Hankensbüttel - Von Sabine Peter. „Wir in Europa“ ist das Thema der Ausstellung, die gestern Nachmittag im Weber-Zimmer des Hankensbütteler Rathauses im Rahmen des Jubiläumswochenendes zur Städtepartnerschaft eröffnet wurde. Französische Gäste aus der Partnerstadt Le Mesnil und interessierte Hankensbütteler hatten sich zusammengefunden, während eine andere Gruppe den Luftkurort erkundete.

Die Ausstellung liefert zahllose Fakten, Zahlen und Informationen über die Europäische Union, Europa und selbstverständlich auch Frankreich. Hankensbüttels Bürgermeisterin Beate Harms ging denn auch gleich auf das Thema der Ausstellung ein.
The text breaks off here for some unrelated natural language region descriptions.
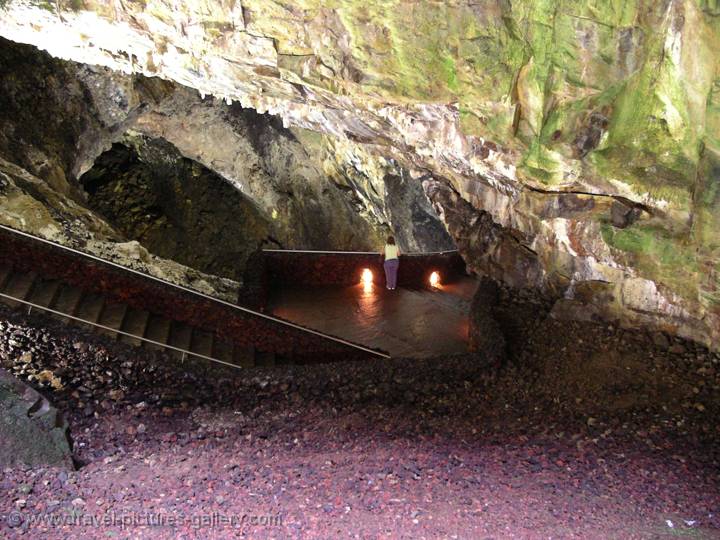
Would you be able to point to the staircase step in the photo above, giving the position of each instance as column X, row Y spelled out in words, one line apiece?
column 45, row 291
column 158, row 330
column 180, row 337
column 19, row 285
column 135, row 323
column 67, row 300
column 202, row 342
column 90, row 308
column 112, row 316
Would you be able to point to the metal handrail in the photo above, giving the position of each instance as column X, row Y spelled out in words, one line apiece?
column 416, row 254
column 197, row 293
column 113, row 330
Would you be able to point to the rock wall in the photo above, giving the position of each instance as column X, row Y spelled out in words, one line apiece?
column 303, row 184
column 176, row 208
column 592, row 129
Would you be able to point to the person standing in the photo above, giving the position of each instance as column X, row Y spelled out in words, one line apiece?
column 391, row 253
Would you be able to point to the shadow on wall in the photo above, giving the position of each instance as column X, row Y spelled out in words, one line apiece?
column 175, row 207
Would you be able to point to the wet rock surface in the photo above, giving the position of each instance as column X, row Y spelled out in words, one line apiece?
column 591, row 432
column 32, row 431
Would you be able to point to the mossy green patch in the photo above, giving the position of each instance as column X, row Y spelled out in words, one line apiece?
column 658, row 254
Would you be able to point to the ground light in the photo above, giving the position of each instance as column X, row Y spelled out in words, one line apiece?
column 367, row 280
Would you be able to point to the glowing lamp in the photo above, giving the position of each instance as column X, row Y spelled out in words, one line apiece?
column 366, row 279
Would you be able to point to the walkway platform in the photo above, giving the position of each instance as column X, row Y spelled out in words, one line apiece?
column 405, row 322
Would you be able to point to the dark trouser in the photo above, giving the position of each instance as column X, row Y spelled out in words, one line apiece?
column 391, row 267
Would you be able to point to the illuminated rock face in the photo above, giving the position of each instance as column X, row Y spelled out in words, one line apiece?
column 589, row 132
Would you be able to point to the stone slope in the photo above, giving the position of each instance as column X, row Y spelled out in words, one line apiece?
column 590, row 131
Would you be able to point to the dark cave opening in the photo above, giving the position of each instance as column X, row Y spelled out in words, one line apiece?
column 175, row 207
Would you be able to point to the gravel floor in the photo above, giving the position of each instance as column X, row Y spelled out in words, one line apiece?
column 613, row 435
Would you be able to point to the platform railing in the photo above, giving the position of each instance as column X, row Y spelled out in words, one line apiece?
column 196, row 293
column 322, row 252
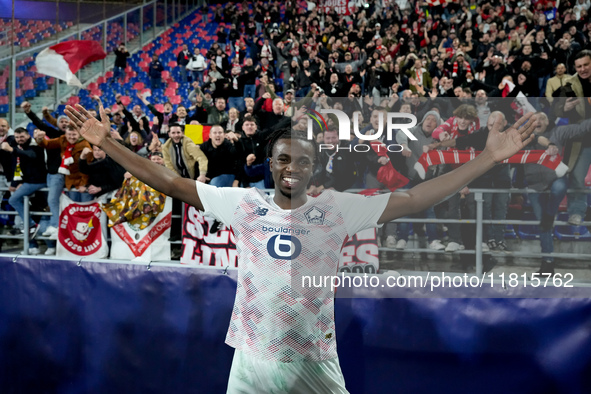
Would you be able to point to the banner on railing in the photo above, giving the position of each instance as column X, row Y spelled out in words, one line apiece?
column 80, row 230
column 151, row 243
column 207, row 241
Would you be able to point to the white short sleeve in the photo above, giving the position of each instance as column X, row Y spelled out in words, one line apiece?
column 220, row 202
column 360, row 212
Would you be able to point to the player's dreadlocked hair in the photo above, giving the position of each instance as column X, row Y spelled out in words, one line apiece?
column 288, row 133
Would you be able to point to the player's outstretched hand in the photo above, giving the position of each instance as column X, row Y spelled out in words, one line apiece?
column 503, row 144
column 89, row 127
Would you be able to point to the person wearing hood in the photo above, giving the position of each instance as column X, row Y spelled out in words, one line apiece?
column 422, row 132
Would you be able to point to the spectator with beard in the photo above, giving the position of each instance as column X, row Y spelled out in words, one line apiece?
column 70, row 145
column 136, row 119
column 221, row 159
column 104, row 174
column 557, row 81
column 422, row 132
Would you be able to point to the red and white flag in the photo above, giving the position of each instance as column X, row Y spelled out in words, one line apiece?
column 64, row 59
column 80, row 230
column 149, row 244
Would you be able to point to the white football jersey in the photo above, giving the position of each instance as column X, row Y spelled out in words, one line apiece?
column 274, row 316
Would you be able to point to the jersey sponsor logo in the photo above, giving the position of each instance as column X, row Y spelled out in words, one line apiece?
column 284, row 247
column 78, row 233
column 260, row 211
column 315, row 215
column 285, row 230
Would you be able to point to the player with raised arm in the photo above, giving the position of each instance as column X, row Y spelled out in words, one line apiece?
column 284, row 335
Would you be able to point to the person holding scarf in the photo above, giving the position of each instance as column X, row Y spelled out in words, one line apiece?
column 71, row 146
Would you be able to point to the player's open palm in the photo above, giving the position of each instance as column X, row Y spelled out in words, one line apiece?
column 89, row 127
column 504, row 144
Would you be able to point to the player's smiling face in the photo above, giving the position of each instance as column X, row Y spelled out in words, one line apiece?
column 291, row 165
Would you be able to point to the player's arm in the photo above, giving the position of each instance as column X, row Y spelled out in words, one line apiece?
column 158, row 177
column 499, row 146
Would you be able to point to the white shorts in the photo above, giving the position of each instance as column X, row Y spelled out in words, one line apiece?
column 251, row 375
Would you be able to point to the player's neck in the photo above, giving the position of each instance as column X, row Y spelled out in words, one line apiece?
column 289, row 202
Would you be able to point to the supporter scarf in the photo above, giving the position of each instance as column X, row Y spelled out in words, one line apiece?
column 67, row 159
column 466, row 66
column 436, row 157
column 18, row 173
column 136, row 203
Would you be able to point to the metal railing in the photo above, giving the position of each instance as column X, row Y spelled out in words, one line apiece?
column 478, row 221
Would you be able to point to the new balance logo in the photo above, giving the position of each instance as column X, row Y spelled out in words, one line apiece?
column 260, row 211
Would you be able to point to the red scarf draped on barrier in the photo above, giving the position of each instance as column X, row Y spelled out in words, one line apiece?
column 436, row 157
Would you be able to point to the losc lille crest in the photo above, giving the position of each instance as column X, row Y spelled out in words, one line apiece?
column 80, row 229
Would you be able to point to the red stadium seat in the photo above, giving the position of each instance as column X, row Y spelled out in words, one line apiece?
column 73, row 100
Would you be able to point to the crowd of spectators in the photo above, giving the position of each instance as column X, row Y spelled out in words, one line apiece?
column 458, row 67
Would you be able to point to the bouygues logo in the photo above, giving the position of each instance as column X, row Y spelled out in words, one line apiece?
column 391, row 124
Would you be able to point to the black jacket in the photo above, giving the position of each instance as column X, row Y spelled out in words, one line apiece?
column 32, row 161
column 7, row 161
column 220, row 160
column 54, row 156
column 256, row 144
column 106, row 174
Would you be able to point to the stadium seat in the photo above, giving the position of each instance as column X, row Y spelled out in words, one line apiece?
column 529, row 231
column 571, row 233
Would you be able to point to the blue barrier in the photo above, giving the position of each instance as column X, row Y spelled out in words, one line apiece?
column 107, row 327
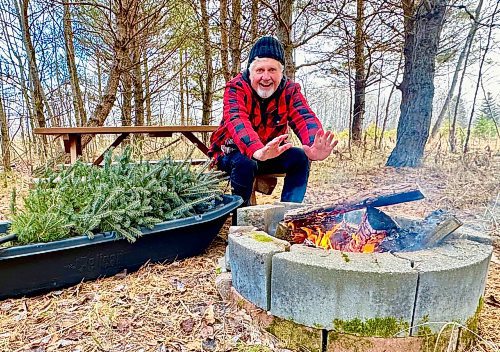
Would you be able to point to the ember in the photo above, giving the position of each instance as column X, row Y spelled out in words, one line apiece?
column 335, row 232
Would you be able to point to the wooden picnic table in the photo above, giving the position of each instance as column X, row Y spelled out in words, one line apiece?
column 72, row 136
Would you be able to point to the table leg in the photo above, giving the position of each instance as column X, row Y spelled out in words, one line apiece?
column 115, row 144
column 193, row 139
column 73, row 146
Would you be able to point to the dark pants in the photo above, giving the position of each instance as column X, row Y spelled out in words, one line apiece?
column 242, row 170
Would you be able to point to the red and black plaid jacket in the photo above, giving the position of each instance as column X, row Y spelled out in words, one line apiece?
column 249, row 122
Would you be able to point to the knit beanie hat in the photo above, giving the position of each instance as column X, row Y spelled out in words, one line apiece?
column 268, row 47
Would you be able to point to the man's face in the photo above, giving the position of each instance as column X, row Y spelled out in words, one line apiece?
column 265, row 76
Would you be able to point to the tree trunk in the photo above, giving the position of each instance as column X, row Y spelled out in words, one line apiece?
column 422, row 32
column 235, row 37
column 99, row 74
column 4, row 133
column 479, row 78
column 186, row 87
column 80, row 114
column 208, row 91
column 224, row 41
column 181, row 88
column 360, row 77
column 466, row 49
column 284, row 34
column 137, row 82
column 254, row 20
column 107, row 101
column 33, row 69
column 146, row 87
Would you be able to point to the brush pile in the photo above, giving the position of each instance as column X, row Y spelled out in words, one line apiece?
column 121, row 196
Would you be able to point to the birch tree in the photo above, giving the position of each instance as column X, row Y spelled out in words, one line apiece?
column 423, row 21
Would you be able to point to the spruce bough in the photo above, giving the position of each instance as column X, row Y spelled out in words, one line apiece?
column 120, row 196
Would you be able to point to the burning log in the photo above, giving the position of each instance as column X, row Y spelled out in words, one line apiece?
column 422, row 234
column 378, row 198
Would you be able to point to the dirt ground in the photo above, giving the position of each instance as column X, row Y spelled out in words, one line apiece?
column 176, row 307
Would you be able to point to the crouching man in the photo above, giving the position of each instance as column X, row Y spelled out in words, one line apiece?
column 259, row 106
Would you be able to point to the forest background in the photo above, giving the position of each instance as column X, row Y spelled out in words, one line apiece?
column 401, row 82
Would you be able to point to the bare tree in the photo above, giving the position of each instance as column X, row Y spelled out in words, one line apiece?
column 360, row 75
column 463, row 54
column 80, row 113
column 423, row 23
column 207, row 85
column 479, row 77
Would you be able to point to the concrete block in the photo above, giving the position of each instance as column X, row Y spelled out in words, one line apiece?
column 296, row 337
column 251, row 254
column 466, row 232
column 221, row 265
column 338, row 342
column 241, row 229
column 321, row 289
column 227, row 261
column 264, row 217
column 452, row 278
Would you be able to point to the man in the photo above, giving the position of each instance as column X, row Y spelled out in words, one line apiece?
column 259, row 105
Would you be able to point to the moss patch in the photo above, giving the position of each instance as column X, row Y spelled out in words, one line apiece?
column 346, row 257
column 261, row 237
column 440, row 341
column 295, row 336
column 376, row 327
column 344, row 342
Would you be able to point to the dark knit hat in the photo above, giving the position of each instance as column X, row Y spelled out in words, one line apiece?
column 267, row 47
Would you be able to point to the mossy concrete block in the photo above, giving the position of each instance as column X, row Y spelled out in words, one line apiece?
column 315, row 287
column 338, row 342
column 467, row 232
column 223, row 283
column 452, row 278
column 264, row 217
column 251, row 256
column 296, row 337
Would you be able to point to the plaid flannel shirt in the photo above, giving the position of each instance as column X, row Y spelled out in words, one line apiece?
column 249, row 122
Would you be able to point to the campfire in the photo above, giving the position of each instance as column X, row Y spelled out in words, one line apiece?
column 337, row 233
column 331, row 226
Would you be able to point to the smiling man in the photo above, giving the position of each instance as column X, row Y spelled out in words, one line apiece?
column 259, row 106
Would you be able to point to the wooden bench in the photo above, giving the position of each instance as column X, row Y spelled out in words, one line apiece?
column 72, row 136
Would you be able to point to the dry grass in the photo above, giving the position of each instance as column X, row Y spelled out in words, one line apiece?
column 176, row 307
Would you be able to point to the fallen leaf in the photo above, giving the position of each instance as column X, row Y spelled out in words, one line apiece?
column 207, row 332
column 180, row 286
column 6, row 306
column 210, row 315
column 119, row 288
column 209, row 345
column 64, row 343
column 187, row 325
column 492, row 301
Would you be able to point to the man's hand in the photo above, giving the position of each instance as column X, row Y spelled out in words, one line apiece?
column 272, row 149
column 322, row 146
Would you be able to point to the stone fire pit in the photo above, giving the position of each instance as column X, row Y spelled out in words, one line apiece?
column 336, row 301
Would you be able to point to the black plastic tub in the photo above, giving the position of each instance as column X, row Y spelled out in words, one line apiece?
column 38, row 268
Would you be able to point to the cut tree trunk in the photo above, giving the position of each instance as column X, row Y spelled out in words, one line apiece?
column 422, row 33
column 283, row 32
column 360, row 77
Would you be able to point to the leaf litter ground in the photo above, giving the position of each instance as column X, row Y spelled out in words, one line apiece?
column 176, row 307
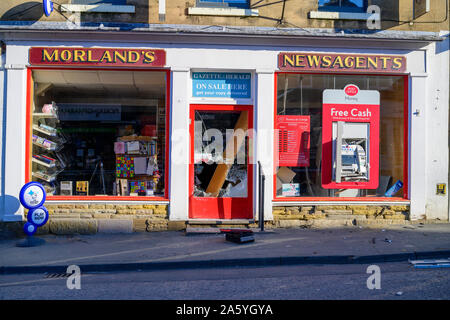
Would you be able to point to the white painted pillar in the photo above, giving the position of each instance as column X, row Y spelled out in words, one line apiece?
column 264, row 116
column 14, row 142
column 418, row 146
column 179, row 145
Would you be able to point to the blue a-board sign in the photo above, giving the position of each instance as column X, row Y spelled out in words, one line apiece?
column 32, row 195
column 221, row 85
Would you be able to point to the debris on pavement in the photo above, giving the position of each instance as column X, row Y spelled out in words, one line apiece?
column 430, row 263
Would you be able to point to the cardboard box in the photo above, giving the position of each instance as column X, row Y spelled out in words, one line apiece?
column 66, row 188
column 285, row 174
column 291, row 190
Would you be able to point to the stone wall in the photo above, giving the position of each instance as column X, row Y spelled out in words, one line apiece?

In der Präambel der EU-Charta stehe, dass „die Völker Europas entschlossen sind, auf der Grundlage gemeinsamer Werte eine friedliche Zukunft zu teilen“. Und das passe nur zu gut zur Städtepartnerschaft, die ihren 25. Geburtstag feiert.

„Jeder muss den anderen respektieren, so wie er ist“, interpretierte Harms das Motto der EU „In Vielfalt geeint“. Europa in einem Staatenbündnis zu vereinen – ein kostenintensives Unterfangen, führte die Bürgermeisterin aus. Allerdings sei auch Hankensbüttel bei der Sanierung des Mahnmals in den Genuss von EU-Geldern gekommen. Erwähnung fanden auch die beiden Väter der europäischen Einigung: Geschäftsmann Jean Monnet und der französische Außenminister Robert Schumann.

Harms dankte dem Vorsitzenden des Arbeitskreises, Lutz Petzold, sowie Heribert Klose, der verstärkt an der Vorbereitung beteiligt war, Ulrich Willier von der Medienwerkstatt Isenhagener Land, Beatrice Lajoye für den Umfrage-Film und Dr. Günter Dickmann, der an der Festschrift mitgewirkt hat. Ein besonderer Dank galt Verwaltungsmitglied Ira Tolstichin, die „Kilometer gelaufen“ sei, um die Feier samt Festschrift und Ausstellung zu organisieren.

Im Weber-Zimmer waren Geschenke ausgestellt, die Hankensbüttel während der vergangenen 25 Jahre von seinen französischen Freunden erhalten hat. Ein Präsent kann allerdings nur draußen betrachtet werden. 1985 wurde auf der Rasenfläche vor dem Weber-Zimmer eine Platane gepflanzt. Ein Jahr zuvor war in Le Mesnil eine Buche aus Deutschland gepflanzt worden.

Willier zeigte einen Film zu einer Umfrage, die die Zuschauer zum Nachdenken und Schmunzeln anregte. Beatrice Lajoye hatte in Le Mesnil Bürger zur Städtepartnerschaft befragt. Dasselbe taten Schüler des Gymnasiums in Hankensbüttel. Die Antworten waren unterschiedlich: mal Ahnungslosigkeit, mal Unterstützung. Es gebe noch zu wenige Begegnungen, und die Partnerschaft sei hilfreich für junge Menschen und den Aufbau in Europa, waren Meinungen der Befragten.

Hanna Müller an der Querflöte und Luis Reisewitz (Bratsche) von der Privaten Musikschule Roger Burmeister begleiteten die Feierstunde mit zwei Duetten von Johann Sebastian Bach.